Use of palmitoleic acid and its oxidation products for monitoring the degradation of ice algae in Arctic waters and bottom sediments

2018 
Abstract Degradation of palmitoleic acid (C 16:1ω7 ), the main fatty acid component of sea ice-associated (sympagic) diatoms, was monitored in Arctic sea ice at the beginning of ice melting and in the underlying sinking particles and superficial bottom sediments.
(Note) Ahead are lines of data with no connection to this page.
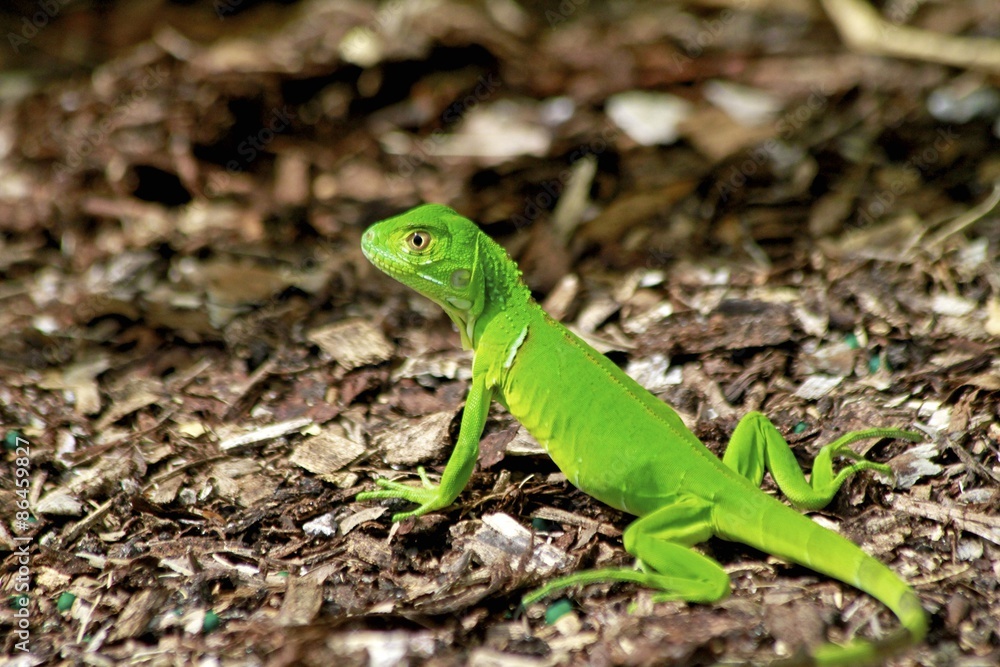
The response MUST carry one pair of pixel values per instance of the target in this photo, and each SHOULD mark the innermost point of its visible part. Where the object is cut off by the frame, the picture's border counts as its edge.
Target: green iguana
(620, 444)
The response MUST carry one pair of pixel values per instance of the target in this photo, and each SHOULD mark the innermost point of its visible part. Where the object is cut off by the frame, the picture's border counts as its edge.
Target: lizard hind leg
(757, 445)
(661, 541)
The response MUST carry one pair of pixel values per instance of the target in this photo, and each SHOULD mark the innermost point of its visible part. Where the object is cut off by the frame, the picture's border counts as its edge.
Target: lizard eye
(419, 240)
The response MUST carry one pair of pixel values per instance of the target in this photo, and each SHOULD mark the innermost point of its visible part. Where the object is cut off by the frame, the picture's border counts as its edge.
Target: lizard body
(620, 444)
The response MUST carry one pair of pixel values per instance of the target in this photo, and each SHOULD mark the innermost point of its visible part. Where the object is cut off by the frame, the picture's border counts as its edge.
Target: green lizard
(620, 444)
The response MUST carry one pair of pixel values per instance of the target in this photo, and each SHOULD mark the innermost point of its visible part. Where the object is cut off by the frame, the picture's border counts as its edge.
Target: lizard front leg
(457, 472)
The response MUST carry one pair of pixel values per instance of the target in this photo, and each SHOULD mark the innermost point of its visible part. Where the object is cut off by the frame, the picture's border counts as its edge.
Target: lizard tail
(828, 553)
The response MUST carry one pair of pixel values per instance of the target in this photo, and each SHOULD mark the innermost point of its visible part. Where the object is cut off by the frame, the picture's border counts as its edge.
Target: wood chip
(415, 441)
(326, 452)
(352, 343)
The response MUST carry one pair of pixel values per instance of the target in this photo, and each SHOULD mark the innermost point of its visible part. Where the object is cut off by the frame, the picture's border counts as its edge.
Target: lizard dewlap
(622, 445)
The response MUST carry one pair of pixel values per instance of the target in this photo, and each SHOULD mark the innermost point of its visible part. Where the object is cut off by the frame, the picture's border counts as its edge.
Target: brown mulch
(199, 369)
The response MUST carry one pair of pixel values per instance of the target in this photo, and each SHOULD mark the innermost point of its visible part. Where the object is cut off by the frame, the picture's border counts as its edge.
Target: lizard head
(437, 252)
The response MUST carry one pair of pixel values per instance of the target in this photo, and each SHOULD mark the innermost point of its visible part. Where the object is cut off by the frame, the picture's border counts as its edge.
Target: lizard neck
(503, 290)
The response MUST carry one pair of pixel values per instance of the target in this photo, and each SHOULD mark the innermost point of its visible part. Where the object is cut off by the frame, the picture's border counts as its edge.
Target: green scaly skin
(620, 444)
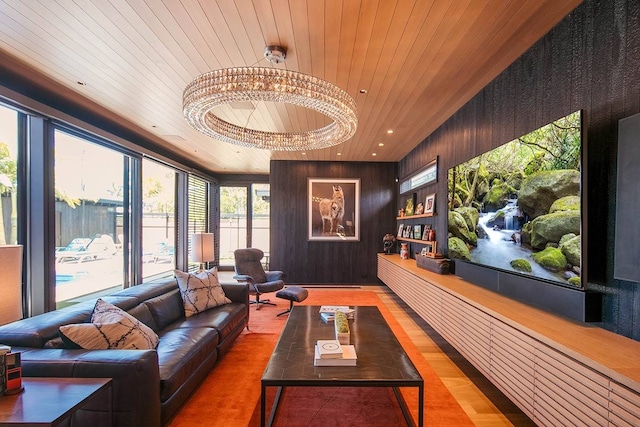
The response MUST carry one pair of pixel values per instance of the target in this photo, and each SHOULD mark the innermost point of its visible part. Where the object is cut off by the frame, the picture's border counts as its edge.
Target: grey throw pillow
(110, 328)
(200, 291)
In sea ice, degradation of sympagic algae involved biotic oxidation induced by 10 S -DOX-like lipoxygenase of unknown salinity-stressed attached bacteria, while photo- and autoxidation were limited. In the water column, strong hydratase and Z / E isomerase activity were observed. Hydration of unsaturated fatty acids seems to be a detoxification strategy, which is essential for bacterial survival when associated with free fatty acid-rich environments such as ice algae. In contrast, Z / E isomerisation of palmitoleic acid was attributed to the release of Fe 2+ ions during radical-induced damage of the active site of the bacterial 10 S -DOX-like lipoxygenase and Z / E isomerases. Due to the poor physiological state of their attached bacteria resulting from salinity stress in brine channels or toxicity of free ice algae fatty acids, sympagic algae appeared to be only very weakly biotically degraded within the water column. In bottom sediments, free radicals resulting from 10 S -DOX-like lipoxygenase activity induced a strong autoxidation of the ice algal material. The presence in bottom sediments of a significant proportion of oxidation products resulting from 10 S -DOX-like lipoxygenase activity attested to the strong contribution of sea ice-derived OM released during the early stages of ice melt prior to deposition in the sediments. However, on the basis of the highest fatty acid photooxidation state observed in these sediments, an additional contribution of highly photooxidized material (ice algal material released at the end of ice melting or open water phytoplankton) seems likely. The degradation of hydroperoxides, resulting from biotic and abiotic degradation of palmitoleic acid, appeared to involve: (i) homolytic cleavage of the peroxyl group affording the corresponding hydroxy- and oxoacids, (ii) reduction to the corresponding hydroxyacids by peroxygenases, (iii) heterolytic proton-catalysed cleavage and (iv) conversion to allylic 1,4-diols by diol synthases and hydroperoxide isomerases.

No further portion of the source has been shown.